F i r s t W a y :
2 14 oz cans tomatoes (I used diced)
2 tablespoons pureed chipotles in adobo* (Embasa is the best. I find others vinegary.) Add more if you like it SPICY!
1/2 cup almond pulp
1/2 – 1 teaspoon garlic powder (double this amount if you prefer fresh garlic)
1 teaspoon salt
2 cups cooked chicken, diced, optional
1 cup cooked pinto beans
Combine tomatoes, chipotle puree, almond pulp, garlic, and salt in a blender on high speed, until smooth. Taste and correct seasoning, if necessary. Place in a large pot over medium heat, add chicken, if using, and pinto beans. Bring to boiling, reduce to a simmer, and serve once everything is adequately heated.
*I puree a whole can (7oz) of chipotles with an immersion blender and store in a mason jar in the fridge. It lasts for ages and can be added to a myriad of dishes!
S e c o n d W a y :
1-3 yellow, red, or orange bell peppers
1 14 oz can of diced tomatoes
1/2 cup almond pulp
1 teaspoon smoked paprika
1/2 – 1 teaspoon garlic powder (double this amount if you prefer fresh garlic)
1 teaspoon salt
Preheat broiler on high.
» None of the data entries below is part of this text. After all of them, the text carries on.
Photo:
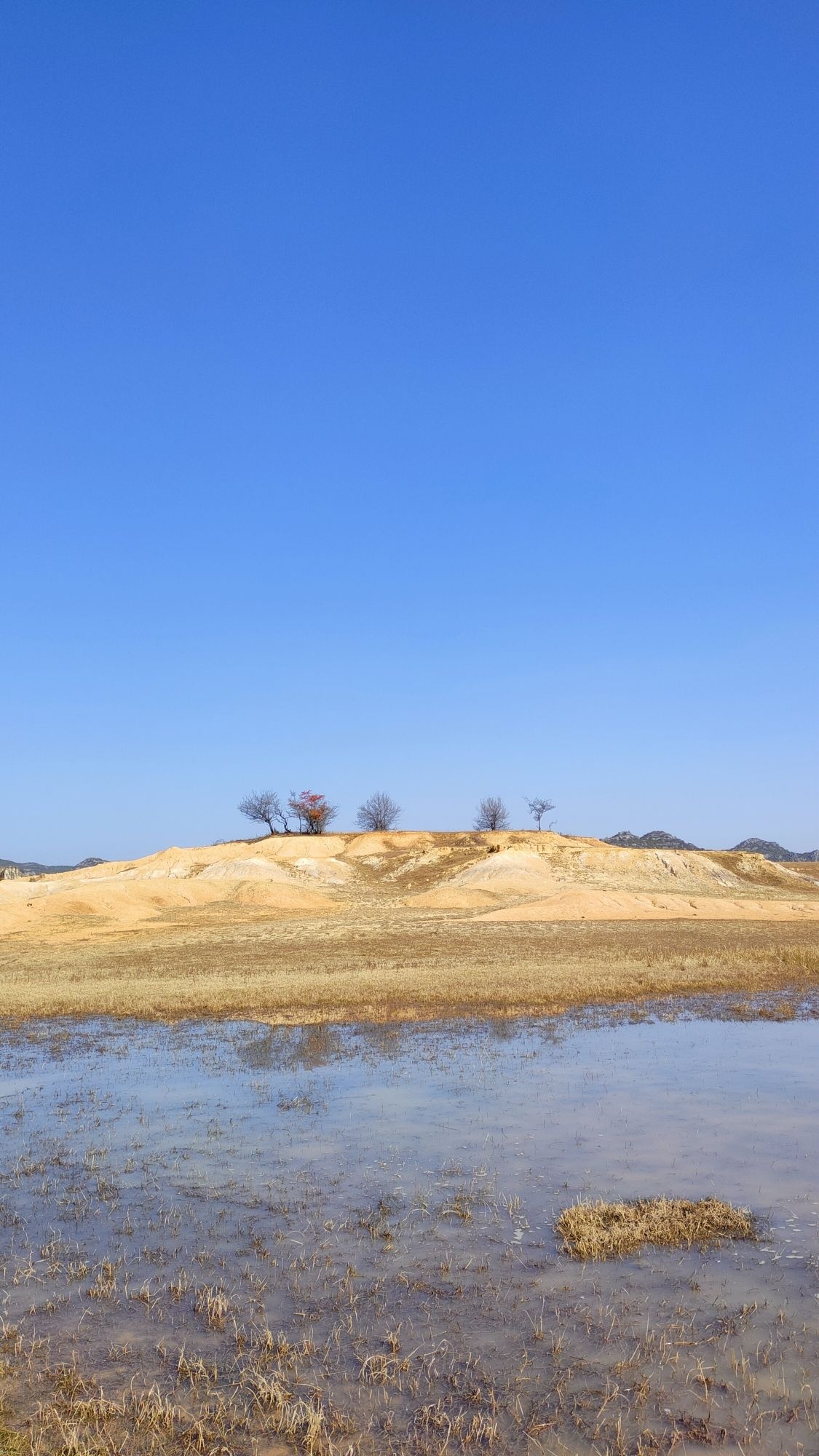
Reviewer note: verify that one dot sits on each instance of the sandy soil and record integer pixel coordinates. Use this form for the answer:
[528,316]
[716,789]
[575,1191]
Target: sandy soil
[352,927]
Depending on hunger, size, and your preference for a more peppery soup, cut desired number peppers in half and remove ribs, seeds and stems(IYKYK!). Place cut side down on a baking tray and broil until fairly evenly dark brown. Remove from oven and allow to cool.
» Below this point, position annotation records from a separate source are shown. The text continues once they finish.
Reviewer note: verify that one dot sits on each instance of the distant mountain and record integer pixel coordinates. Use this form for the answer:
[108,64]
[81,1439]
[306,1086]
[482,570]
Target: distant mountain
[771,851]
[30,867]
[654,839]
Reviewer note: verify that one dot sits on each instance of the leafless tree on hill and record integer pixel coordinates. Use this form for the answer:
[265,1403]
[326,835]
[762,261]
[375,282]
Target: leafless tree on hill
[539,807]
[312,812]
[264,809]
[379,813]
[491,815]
While the peppers are broiling, heat the tomatoes, almond pulp, paprika, garlic, and salt over med-high heat until boiling. Cover, and reduce to a simmer.
Once peppers are cooled, peel off as much of the beautifully browned skin as you can. Put the flesh, whole or in pieces, into a large* blender jar. Add the simmering tomato mixture. Cover and blend on high until velvety. Taste and correct seasoning, if necessary.
*If your blender jar is small, do in batches, and heat on the stove.
Variations:
Broil a halved jalapeno with the bell peppers and peel wearing gloves. Add chipotle puree. Add the juice of an orange. Add a tablespoon of olive oil. Add a little oregano. Add chunks of bleu or gorganzola cheese to the bowl, and go fishing with your spoon. Grate a melty cheese over the top.